Se podría pensar que un juez Ho o un juez Waggoner no alteraría significativamente la composición ideológica de esta Corte Suprema. Los conservadores ya tienen una supermayoría, por lo que incluso si un juez liberal se jubilara o muriera durante un segundo mandato de Trump y fuera reemplazado por un conservador, los resultados de los casos de la Corte Suprema podrían no ser diferentes.
Pero los resultados son sólo una parte de la historia. Consideremos cómo el tribunal, que ejerce un control casi total sobre su expediente, decide utilizar su tiempo y recursos limitados. Sólo se necesitan cuatro votos para que el tribunal revise un caso, lo que significa que si una figura marginal se uniera al tribunal, tendría que convencer a sólo otros tres jueces para que consideraran teorías jurídicas radicales que atacan precedentes establecidos desde hace mucho tiempo. Un tribunal de ese tipo podría considerar impugnaciones, por ejemplo, a Miranda v. Arizona, que exige que la policía informe a los sospechosos de delitos de sus derechos constitucionales; Griswold v. Connecticut, que protege la libertad de usar anticonceptivos; u Obergefell v. Hodges, que estableció el derecho al matrimonio entre personas del mismo sexo hace menos de una década.

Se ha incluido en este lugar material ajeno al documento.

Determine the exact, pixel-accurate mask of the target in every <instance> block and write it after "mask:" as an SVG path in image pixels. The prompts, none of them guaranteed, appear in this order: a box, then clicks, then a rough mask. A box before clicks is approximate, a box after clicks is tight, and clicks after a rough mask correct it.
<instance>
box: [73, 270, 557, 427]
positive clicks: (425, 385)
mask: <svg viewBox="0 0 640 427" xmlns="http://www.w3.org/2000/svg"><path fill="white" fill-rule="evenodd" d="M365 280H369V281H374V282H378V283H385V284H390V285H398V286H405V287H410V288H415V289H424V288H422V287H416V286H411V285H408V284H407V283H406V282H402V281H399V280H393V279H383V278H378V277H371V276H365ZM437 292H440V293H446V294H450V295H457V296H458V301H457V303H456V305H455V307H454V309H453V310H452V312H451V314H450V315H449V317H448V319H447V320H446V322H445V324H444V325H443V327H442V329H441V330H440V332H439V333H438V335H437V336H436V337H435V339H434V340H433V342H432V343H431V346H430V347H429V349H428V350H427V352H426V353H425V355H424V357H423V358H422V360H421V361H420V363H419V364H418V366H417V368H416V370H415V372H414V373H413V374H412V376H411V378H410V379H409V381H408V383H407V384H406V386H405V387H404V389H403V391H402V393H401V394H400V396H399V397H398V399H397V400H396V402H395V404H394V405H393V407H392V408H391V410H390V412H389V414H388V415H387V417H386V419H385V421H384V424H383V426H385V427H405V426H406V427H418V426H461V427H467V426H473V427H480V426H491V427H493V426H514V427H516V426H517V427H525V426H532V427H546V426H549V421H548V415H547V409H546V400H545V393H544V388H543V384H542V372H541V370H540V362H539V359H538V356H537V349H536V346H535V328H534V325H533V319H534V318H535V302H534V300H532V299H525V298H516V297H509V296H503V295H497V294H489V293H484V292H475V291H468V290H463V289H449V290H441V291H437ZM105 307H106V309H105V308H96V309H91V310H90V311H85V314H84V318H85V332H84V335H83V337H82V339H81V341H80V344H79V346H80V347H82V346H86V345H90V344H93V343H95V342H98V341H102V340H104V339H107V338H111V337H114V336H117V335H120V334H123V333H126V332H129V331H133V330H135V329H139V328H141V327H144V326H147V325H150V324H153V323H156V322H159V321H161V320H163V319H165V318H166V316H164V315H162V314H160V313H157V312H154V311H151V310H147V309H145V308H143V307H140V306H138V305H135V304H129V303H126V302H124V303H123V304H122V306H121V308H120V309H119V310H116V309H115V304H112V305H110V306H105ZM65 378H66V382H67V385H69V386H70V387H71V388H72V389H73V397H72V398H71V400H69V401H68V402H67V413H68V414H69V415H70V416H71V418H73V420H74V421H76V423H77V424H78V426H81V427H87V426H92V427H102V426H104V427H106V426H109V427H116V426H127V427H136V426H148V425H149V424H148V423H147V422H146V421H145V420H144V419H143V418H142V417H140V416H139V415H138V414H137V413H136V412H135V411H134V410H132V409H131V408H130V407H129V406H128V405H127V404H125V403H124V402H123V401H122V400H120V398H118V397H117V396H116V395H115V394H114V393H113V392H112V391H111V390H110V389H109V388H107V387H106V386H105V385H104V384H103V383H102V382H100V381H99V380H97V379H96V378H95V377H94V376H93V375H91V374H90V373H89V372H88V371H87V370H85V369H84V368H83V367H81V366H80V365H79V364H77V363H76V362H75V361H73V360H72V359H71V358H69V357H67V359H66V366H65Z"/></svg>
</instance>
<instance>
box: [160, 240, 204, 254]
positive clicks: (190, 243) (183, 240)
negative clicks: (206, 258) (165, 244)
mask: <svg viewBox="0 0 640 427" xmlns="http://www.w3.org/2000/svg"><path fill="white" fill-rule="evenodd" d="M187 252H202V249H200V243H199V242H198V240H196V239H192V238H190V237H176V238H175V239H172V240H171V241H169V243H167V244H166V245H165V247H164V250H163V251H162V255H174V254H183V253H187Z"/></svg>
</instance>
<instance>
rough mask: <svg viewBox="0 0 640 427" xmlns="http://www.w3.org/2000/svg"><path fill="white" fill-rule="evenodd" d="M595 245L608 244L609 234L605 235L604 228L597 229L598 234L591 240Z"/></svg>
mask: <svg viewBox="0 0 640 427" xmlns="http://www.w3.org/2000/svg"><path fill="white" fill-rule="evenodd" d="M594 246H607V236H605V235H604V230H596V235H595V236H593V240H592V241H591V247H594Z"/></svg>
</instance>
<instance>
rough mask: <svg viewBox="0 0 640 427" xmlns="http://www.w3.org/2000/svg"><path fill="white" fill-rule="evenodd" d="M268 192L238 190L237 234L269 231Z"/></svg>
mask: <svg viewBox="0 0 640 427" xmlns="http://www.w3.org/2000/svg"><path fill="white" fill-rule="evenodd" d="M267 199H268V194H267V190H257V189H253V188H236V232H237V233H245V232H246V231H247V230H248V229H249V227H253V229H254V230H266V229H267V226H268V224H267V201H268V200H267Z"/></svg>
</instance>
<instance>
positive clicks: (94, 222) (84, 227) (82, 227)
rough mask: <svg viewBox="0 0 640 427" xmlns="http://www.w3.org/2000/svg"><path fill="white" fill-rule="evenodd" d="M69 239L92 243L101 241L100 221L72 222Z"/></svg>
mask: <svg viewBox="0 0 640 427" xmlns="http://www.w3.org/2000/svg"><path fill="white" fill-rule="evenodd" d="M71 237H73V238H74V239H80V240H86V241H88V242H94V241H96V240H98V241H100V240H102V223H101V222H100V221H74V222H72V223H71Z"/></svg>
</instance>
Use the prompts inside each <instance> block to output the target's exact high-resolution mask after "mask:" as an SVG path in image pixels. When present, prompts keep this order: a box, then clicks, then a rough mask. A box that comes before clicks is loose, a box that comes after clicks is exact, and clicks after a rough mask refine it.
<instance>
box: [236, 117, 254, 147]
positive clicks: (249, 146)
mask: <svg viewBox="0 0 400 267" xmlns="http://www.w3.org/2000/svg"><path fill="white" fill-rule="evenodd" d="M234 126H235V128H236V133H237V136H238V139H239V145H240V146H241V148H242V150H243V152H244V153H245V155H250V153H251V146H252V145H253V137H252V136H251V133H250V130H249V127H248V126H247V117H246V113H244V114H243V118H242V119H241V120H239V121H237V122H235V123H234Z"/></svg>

Los jueces de la lista de AFA Action son radicales no sólo en su ideología, sino también en su comportamiento público y sus enfoques poco ortodoxos del trabajo. El juez Ho es un guerrero cultural descarado, que despotrica contra los excesos de la cultura de la cancelación en discursos que no desentonarían en un monólogo de Tucker Carlson. Los jueces VanDyke y Duncan han llamado la atención al emitir opiniones extrañas en casos de alto perfil, a veces estilizando sus contribuciones como Opiniones “alternativas” o su acepta sobre cómo “debería” haber sido la opinión de la mayoría. Estas maniobras para llamar la atención transmiten desprecio por sus colegas, así como la presunción de que sus argumentos, en cierto sentido, tienen derecho a prevalecer.
La Corte Suprema ya está librando una batalla cuesta arriba para preservar lo que queda de su legitimidad. Según votación Según un estudio realizado en mayo, el 61 por ciento de los estadounidenses desaprueba la Corte Suprema y el 56 por ciento cree que sus decisiones están motivadas “principalmente por la política”. Para cualquier juez en funciones que aspire a recuperar corazones y mentes, uno o más colegas nuevos que se comporten como YouTubers de derechas con togas no serían de ayuda.
La Corte Suprema que Trump construyó ya ha cumplido algunos de los objetivos más importantes del movimiento legal conservador: poner fin a la acción afirmativa, crear el derecho a portar armas en público y revocar Roe. Sin embargo, a pesar de todo lo que los jueces Gorsuch, Kavanaugh y Barrett han hecho para empujar la ley hacia la derecha, los próximos candidatos de Trump podrían empujarla mucho más lejos. Sólo necesitó cuatro años para transformar el dogma conservador en derecho constitucional y a los ideólogos de extrema derecha en jueces medianos. Cuatro años más podrían iniciar el ciclo de nuevo.